Elisabeth Lewis Corley of Pittsboro has been a writer and actor since age four. She started Atlanta Shakespeare Company while in her early twenties (still operating on Peachtree Street) and performed in the inaugural season of the Signature Theatre Company in New York City while in her thirties (still operating on 42nd Street). “Now I live in the woods of Chatham County, write, act, and produce theatre and film with StreetSigns Center for Literature & Performance and Harland’s Creek Productions,” she said.
Her dream: to create a space in Pittsboro that could house both StreetSigns and Harland’s Creek Productions, along with a contemporary art gallery and a community gathering space. “The wonderful architects of in situ studios in Raleigh have devoted countless hours to dreaming about this with us and creating some fascinating possibilities.” Learn more: www.piedmontperformancefactory.org.
From the artist
Originally from: Army Brat born in Germany. Travelled throughout my childhood. Lived most of my adult life in New York City.
Path to Chatham County: When my father came out of Vietnam in 1972 and went to Chapel Hill for graduate work, he bought 40 acres of land in Chatham County that the family has cherished ever since. Joseph Megel and I moved here from NYC in September of 2001 (one week before 9/11–we almost went back) and built a home on 14.91 acres given to us by my parents. My sister Ann Corley Silverman and her husband built a second home and artist studio. We are deeply rooted here and for an itinerant artist and Army brat that is huge. We’re very grateful.
5 words that describe me: Five? You’re giving a poet five words? This could take ten years to do. Or, better yet, ten seconds: determined, vulnerable, obsessive, engaged, introverted.
I am currently working on: Rehearsals for the next show from StreetSigns: “Freight – The Five Incarnations of Abel Green” by Howard L. Craft, directed by my partner in all things Joseph Megel and featuring J. Alphonse Nicholson. I’m producing. Then in February “The Process Series: New Works in Development at UNC” will present two work-in-progress readings of “Geomancy: Divination by Geography,” a poetry/dance/multi-media piece I am working on as a writer and actor, with co-author Elizabeth T. Gray, Jr. and AGA Collaborative. In April, StreetSigns will be producing “Trojan Barbie” by Christine Evans (in conjunction with a course offered by the Department of Communication Studies at UNC) directed by Joseph Megel, and I’ll be performing the role of Hecuba in that. Whew.

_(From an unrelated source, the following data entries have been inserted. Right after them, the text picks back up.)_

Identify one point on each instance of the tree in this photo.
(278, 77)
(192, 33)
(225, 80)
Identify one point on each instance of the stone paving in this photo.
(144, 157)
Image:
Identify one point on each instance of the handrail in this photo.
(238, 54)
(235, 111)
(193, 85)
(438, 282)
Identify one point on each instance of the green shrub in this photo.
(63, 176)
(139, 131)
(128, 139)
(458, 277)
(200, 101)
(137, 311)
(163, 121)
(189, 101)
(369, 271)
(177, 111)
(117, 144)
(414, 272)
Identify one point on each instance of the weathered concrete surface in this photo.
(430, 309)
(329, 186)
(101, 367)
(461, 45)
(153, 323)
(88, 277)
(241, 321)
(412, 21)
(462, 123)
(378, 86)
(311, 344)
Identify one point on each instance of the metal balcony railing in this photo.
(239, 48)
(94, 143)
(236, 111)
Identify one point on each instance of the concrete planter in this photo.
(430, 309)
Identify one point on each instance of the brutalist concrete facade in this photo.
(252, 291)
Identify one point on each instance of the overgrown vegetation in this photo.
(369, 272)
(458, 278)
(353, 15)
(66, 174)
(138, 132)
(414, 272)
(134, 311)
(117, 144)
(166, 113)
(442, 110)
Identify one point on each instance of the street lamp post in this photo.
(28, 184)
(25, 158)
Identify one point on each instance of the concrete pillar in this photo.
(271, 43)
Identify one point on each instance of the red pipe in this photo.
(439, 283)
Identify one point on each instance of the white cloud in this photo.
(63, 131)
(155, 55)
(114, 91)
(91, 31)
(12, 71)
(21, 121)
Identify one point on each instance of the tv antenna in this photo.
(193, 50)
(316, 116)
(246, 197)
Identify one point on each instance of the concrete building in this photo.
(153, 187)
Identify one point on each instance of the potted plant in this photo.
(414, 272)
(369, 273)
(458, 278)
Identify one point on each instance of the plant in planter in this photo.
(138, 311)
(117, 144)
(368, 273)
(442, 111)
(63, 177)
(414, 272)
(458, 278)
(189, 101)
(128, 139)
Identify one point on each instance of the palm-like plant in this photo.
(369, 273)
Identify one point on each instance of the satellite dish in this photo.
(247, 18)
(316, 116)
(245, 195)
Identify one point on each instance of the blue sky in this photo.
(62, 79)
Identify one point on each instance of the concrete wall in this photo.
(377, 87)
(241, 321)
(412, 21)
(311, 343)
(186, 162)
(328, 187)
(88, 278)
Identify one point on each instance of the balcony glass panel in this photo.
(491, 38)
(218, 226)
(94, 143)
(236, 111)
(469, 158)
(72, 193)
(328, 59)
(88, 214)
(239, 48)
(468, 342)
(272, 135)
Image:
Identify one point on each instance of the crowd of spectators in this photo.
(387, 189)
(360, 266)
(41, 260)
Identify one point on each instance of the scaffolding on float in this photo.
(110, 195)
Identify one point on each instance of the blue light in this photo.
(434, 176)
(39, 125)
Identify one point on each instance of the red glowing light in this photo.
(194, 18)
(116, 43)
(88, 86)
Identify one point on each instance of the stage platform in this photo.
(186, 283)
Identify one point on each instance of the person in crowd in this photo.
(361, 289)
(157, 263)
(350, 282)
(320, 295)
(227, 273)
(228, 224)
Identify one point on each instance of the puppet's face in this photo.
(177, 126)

I’m most proud of: Completing a sequence of poems and a feature-length screenplay based on my father’s experiences in Vietnam.
Earliest memory: Something to do with a neighbor’s dachshund. I think I was under a table. Probably because I couldn’t walk. I talked before I walked. I’m told my first utterance was a complete sentence. I don’t remember that.
I first knew I wanted to be an actor when: An actor in an ice show smiled at me.
My first job in theater was: Depends on how you define “job.” I played “Alice” in “Alice in Wonderland” in high school in Taiwan.
Playwrights I admire: Aeschylus, Shakespeare, Moliere, Chekov, the usual suspects, I suspect. And among more recent writers: August Wilson, Edward Albee, Jim Grimsley, Caryl Churchill, David Hare, Tarell Alvin McCraney.
Poets who move me: Wallace Stevens, William Wordsworth, Eleanor Wilner, Marianne Boruch, Heather McHugh, Emily Dickinson, Theodore Roethke.
My 3 favorite spots in Chatham County: I’m such a homebody: our home, our woods, the cabin.
Chatham County artists who inspire me: My partner: Joseph Megel. My sister: Ann Corley Silverman. Graphic artist and activist: Lesley Landis. Multi-talented man of theatre and genius actor: Derrick Ivey. The incomparable potter and abstract expressionist: Mark Hewitt.
Five things I can’t live without: Love and work, naturally, Freud told us that much. And after that: books as physical objects whose pages I can turn with my hands, horses. I suppose I could live without champagne, but why? Is that five?
Most people don’t know I: Am very serious about my amateur pursuit of the art of dressage. A life-long passion that combines gym, spiritual practice, and shrink’s couch.
On my bedside table you’ll find: Piled up poetry journals I can never get to before they pile up, manuscripts from my friends, and at the moment: Eleanor Wilner’s “Tourist in Hell,” Lorrie Moore’s short-story collection “Bark,” “The Collected Stories of Deborah Eisenberg,” “Dirge for an Imaginary World,” poems by Matthew Buckley Smith, “The General in His Labyrinth” by Gabriel Garcia Marquez, “Its Day Being Gone,” poems by Rose McClarney, “Hard,” poems by Howard L. Craft, “The Vietnam Reader,” edited by Stewart O’Nan.
Ten years from now I will be: A better writer and actor than I am today, god willing and the creek don’t rise.